1. Passwords and Other Login Information
19 states have passed laws that prevent employers from requiring employees to hand over login information for social media sites.
2. Content Monitoring
Ehling v. Monmouth (D.N.J. 2013) Stored Communications Act was not violated when employer uses private data on Facebook as grounds for suspension that it only had access to through employee's Facebook friend.

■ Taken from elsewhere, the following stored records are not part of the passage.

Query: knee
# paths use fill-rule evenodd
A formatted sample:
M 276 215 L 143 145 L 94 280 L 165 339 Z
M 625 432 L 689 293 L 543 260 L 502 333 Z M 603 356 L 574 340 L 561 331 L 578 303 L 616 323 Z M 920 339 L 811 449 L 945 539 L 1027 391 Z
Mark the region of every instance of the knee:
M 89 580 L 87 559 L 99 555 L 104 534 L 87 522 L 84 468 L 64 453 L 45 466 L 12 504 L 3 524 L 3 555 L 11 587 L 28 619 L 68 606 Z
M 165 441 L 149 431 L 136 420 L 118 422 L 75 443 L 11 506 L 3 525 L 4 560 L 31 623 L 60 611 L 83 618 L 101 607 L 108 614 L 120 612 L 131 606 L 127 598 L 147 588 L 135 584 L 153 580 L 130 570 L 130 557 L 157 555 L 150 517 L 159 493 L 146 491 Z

NLRB concluded that Costco was in violation of the National Labor Rela-tions Act (NLRA) by maintaining and enforcing a rule prohibiting employees from electronically damaging the company or any employee’s reputation.
VIII. STUDENT PRIVACY
A. Family Educational Rights and Privacy Act
Educational records cannot be transferred without student or parental consent. Rights transfer at 18. However institutions can disclose directory information.
Consent not required when all PII has been removed that student cannot be identified.
Children's Online Privacy Protection Act (COPPA) - 1998 - governs online collection of data about children. - FTC says under COPPA service providers can accept educational institution has obtained consent when collecting information.
Institutions must provide access to records to students within 45 days of the receipt of a request. No private right of action for a violation; must file a compliant with the Family Policy Compliance Office.
B. Protection of Pupil Rights Amendment
Prevents schools and third parties from learning certain information about students. The PPRA requires institutions that receive Department of Education funding to develop policies on parents' right to inspect surveys; right to inspect instructional material; opt out of non-emergency physical exams; opt out of collection of information for marketing purposes.
PPRA does not provide a private right of action. Must file compliant with Family Policy Compliance Office within Department of Education.
C. State Laws
In 2015, 14 states enacted legislation addressing the privacy rights of students.